The majority gave somewhat conflicting reasons for their rejections. Ellis’ first choice, Monroe Fire Department’s Daniel Overturf scored middling on the civil service exam and the majority said the city could do better, despite his strong rank-and-file backing. Williams, Bastrop’s fire chief, scored highest on the exam, as well as had a strong record in Bastrop, but then the Democrats switched their objection to he didn’t have managerial experience in a larger department. But besides having their candidacies sidelined by the Democrats, who are all black, the two had something else in common: both, like Ellis, are white.
Landry gave a mid-September deadline for the city to select, but talks between the Democrats and Ellis didn’t gain traction. Meanwhile, West Monroe hired away Overturf.
After learning of his choice, the majority’s rhetoric went into hyperdrive. Democrat Councilor Rodney McFarland called Ellis “anti-black.” He also called him a “liar,” because Ellis had kept negotiating over the selection while he didn’t publicize his request to the legislation giving Landry backup authority.
Another point of contention by McFarland, echoed by Democrat Councilor Verbon Muhammad, was Ellis reopened the exam qualification days before the Landry announcement. They and Councilor Juanita Woods said the pool was adequate for a selection and viewed this as a negotiating tactic.
However, understand much of the majority’s rhetoric
on the issue is deceptive, if not at odds with reality. Oddly for someone
described as “anti-black,” Ellis in his five years has appointed a number of
blacks to significant city positions and his staff. Indeed, last year the majority
rejected one of his highest-profile ones, esteemed black pastor Ike Byrd
III for Community Affairs Director, out of pique that they felt Ellis had consulted
insufficiently with them. For them, it’s all about using patronage power to create
appointees of allies and/or beholden to them in their quest to elevate their power
relative to the mayor’s.
As well, while they may share skin color, Ellis is a bit hair-impaired on his pate but sports a fine beard and Landry is the opposite. They aren’t the same person. Landry gave a deadline but the majority couldn’t come to terms with Ellis – it’s he, not they, who the city charter bestows with appointment power – and Ellis had no control over Landry’s decision, who or when. That doesn’t make Ellis dishonest, nor that he turned to legislative help to resolve the impasse during negotiations.

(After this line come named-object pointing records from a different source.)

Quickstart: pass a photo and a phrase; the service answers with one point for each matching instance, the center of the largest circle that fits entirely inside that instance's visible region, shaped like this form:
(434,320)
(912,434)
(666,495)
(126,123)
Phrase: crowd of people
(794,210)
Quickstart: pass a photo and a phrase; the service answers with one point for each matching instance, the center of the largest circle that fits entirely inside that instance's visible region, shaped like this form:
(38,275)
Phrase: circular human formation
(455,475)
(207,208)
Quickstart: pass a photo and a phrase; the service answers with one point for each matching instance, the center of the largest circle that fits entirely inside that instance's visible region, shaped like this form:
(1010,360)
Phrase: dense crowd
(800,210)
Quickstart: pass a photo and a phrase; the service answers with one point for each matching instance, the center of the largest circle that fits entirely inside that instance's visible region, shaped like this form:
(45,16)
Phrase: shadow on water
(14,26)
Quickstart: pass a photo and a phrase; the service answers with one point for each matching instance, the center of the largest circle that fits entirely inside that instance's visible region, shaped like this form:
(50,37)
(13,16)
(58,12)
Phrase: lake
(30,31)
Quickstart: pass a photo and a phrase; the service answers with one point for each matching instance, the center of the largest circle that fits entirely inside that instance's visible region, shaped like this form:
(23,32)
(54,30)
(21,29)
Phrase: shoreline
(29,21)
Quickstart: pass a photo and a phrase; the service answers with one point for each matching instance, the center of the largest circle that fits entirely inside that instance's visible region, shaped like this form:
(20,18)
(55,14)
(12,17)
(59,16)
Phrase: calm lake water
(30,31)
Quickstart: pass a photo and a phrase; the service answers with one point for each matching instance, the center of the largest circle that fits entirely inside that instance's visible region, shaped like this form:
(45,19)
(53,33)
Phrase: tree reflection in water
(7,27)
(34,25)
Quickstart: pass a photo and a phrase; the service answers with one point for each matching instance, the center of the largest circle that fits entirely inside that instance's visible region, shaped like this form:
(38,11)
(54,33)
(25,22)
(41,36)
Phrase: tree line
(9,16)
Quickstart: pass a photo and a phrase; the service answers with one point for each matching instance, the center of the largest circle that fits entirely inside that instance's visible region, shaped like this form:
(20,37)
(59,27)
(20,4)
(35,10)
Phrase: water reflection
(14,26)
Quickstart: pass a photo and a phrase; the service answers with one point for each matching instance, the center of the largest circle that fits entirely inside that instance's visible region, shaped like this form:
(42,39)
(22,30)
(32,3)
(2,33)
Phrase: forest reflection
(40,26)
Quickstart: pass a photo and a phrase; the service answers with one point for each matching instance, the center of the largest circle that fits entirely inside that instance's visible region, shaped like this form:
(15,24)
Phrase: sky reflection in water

But let’s get down to brass tacks: what the majority really wants is to make race the defining qualification for top-level appointments, specifically to put blacks into those jobs. Muhammad has admitted that, endorsing a theory that with a majority black population appointments necessarily must reflect that. Yet why can’t they put that aside and consider new chief Williams, who served with record-setting distinction in a city with a higher proportion of black residents than Monroe’s, with an all-black city council, and whose boss was a black female? What more does he have to do to show he’ll run the department well and for the benefit of all citizens, take a lot of melanin and camp out in a tanning bed?
Unfortunately, in the short time since McFarland and Muhammad joined the Council it has become clear the majority they joined would inject race into issues such as budgeting and contracting; now, it has thrust race into the open in such a divisive way that this threatens to interfere with city progress. It's disturbing, if not shameful, that the Council majority can’t judge the content of a candidate’s character ahead of the color of one’s skin.